I had to be honest with Louie, and I told him: "I wish I could. There's a good chance it would work out well. She has none of the things that stressed me out before. But I can't guarantee my OCD won't come up with anything new."
He nodded, said he wouldn't mention me to the foster home, and I felt my heart break all over again as I pulled Star into a tight hug. She put her chin on my shoulder and just stayed there. Listened as Louie and I cried together and prayed that one day we could both be stronger.
I am writing this post two days later. I just got off the phone with Louie, who sounds like his old self, a completely different person than the one I saw two days ago. He told me that Star has a new home thanks to the foster family, with a yard and another dog and kids to play with. She's going to be happy there, and healthy, and I will be too, on my own. But that doesn't make it any easier.

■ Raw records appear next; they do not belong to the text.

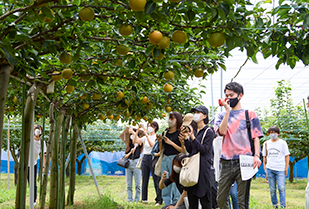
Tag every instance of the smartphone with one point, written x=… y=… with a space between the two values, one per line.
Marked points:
x=220 y=103
x=187 y=129
x=160 y=136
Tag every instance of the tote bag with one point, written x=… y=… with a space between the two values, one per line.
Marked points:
x=190 y=170
x=159 y=162
x=139 y=162
x=123 y=162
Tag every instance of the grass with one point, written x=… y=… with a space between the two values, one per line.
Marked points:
x=113 y=191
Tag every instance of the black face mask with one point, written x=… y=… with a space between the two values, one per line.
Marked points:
x=233 y=102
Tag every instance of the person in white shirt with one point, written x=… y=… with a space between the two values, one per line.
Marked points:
x=37 y=150
x=276 y=158
x=148 y=142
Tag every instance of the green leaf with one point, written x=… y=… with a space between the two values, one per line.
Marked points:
x=280 y=61
x=226 y=8
x=72 y=82
x=221 y=12
x=131 y=64
x=90 y=83
x=48 y=13
x=222 y=66
x=190 y=14
x=150 y=7
x=9 y=57
x=253 y=58
x=156 y=52
x=250 y=51
x=306 y=21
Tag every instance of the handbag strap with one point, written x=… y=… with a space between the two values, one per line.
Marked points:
x=248 y=124
x=204 y=135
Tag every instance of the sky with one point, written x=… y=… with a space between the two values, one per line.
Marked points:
x=259 y=80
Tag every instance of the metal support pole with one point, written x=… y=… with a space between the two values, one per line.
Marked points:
x=31 y=156
x=22 y=153
x=88 y=160
x=212 y=98
x=8 y=152
x=221 y=82
x=68 y=161
x=296 y=172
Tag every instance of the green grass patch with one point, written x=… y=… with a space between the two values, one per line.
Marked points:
x=113 y=194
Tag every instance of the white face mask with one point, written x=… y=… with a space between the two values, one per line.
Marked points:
x=273 y=136
x=37 y=132
x=176 y=169
x=150 y=129
x=197 y=117
x=171 y=123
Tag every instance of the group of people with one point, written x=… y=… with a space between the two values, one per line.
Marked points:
x=192 y=134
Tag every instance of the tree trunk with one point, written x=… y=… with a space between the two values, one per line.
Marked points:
x=79 y=165
x=15 y=164
x=291 y=173
x=25 y=145
x=307 y=193
x=61 y=190
x=70 y=198
x=48 y=154
x=53 y=197
x=67 y=172
x=4 y=83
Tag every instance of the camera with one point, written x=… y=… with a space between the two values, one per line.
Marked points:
x=187 y=129
x=160 y=136
x=220 y=103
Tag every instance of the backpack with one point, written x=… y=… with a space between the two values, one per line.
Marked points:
x=248 y=124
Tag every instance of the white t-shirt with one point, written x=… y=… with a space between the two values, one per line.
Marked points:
x=37 y=150
x=217 y=146
x=147 y=148
x=276 y=152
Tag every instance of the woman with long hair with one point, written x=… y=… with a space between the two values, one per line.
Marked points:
x=133 y=152
x=171 y=146
x=174 y=178
x=148 y=142
x=200 y=140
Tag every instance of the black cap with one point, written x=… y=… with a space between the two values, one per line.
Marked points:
x=201 y=109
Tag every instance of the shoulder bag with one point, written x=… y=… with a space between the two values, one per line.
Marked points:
x=139 y=162
x=248 y=124
x=123 y=162
x=190 y=170
x=159 y=162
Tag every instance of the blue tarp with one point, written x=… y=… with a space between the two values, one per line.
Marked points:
x=105 y=163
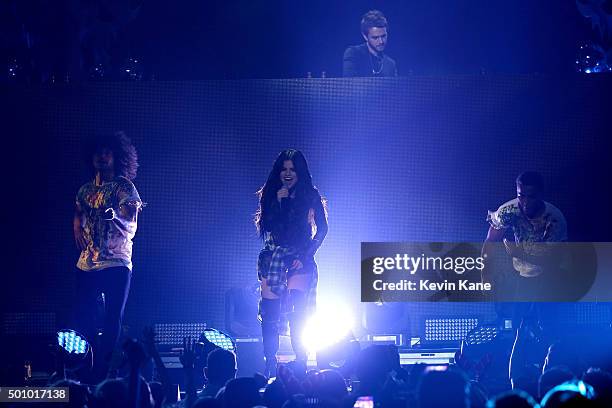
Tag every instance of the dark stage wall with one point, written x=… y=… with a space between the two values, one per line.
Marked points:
x=408 y=159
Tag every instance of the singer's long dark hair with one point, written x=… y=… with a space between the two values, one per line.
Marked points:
x=305 y=191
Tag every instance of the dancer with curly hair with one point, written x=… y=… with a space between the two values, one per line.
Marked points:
x=104 y=226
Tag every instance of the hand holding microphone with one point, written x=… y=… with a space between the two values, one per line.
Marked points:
x=282 y=193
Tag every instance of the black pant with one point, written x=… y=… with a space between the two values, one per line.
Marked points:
x=115 y=284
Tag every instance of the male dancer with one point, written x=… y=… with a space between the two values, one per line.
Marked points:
x=104 y=225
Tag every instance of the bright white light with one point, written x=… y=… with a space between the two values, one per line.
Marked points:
x=331 y=323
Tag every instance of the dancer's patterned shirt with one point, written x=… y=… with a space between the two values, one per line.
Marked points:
x=530 y=233
x=109 y=240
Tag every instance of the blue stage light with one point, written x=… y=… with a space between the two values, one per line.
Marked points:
x=218 y=338
x=72 y=342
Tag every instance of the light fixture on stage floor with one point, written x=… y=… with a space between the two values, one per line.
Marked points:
x=72 y=342
x=445 y=330
x=482 y=334
x=328 y=334
x=75 y=349
x=218 y=339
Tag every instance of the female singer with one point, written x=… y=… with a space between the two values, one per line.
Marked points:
x=292 y=222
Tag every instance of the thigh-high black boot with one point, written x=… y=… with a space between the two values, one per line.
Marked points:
x=297 y=318
x=270 y=315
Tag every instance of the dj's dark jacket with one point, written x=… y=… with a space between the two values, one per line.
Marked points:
x=359 y=62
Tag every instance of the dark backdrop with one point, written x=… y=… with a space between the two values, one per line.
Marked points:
x=409 y=159
x=193 y=39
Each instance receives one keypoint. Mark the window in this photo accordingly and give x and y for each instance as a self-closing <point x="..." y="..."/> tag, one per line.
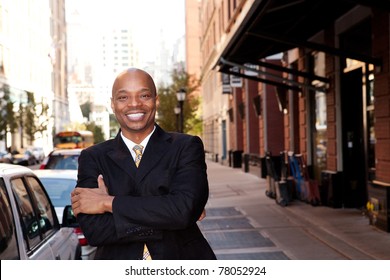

Nana always tells me, when I cling to her at the end of a trip home, that I shouldn't say "goodbye." I should say "so long," because it's not forever. It's a shorter parting in the longer scheme of life.
This experience has convinced me, more than any of my friends or family with well intentioned opinions, that I have to say "so long" to my dream of owning a dog. My best bet is probably to listen to my mom, who recommended I wait until I'm married and no longer living alone.
It feels closer to "goodbye" than "so long," because I'm nowhere near being in a relationship close enough to the point where I would move in with anyone. I need a lot more therapy to get to that point, and it's impossible to put a timeline on emotional healing. It feels equally impossible to imagine myself with a dog one day, one who I can handle even with my OCD.
It hurts even harder knowing that my family's dog, the one who helped me get over my childhood fear of dogs, is declining in health. It hurts that I have trouble being around him sometimes because many of his health problems are things that directly trigger my OCD. It hurts that, on some visit home likely in the not-super-distant future, I will say "so long" and it will actually be "goodbye."
I don't have a pretty way to wrap this up in a bow and say that the story is over. It's not, and it won't be until the day I am strong enough either on my own or with someone else's help. And until then, I can only imagine that beautiful moment when I will have a pair of dog eyes looking at me and knowing that my home can be a real home.
Ellie, a writer in the Chicago area, was diagnosed with OCD at age 3. She hopes to educate others about her condition and end the stigma against mental illness.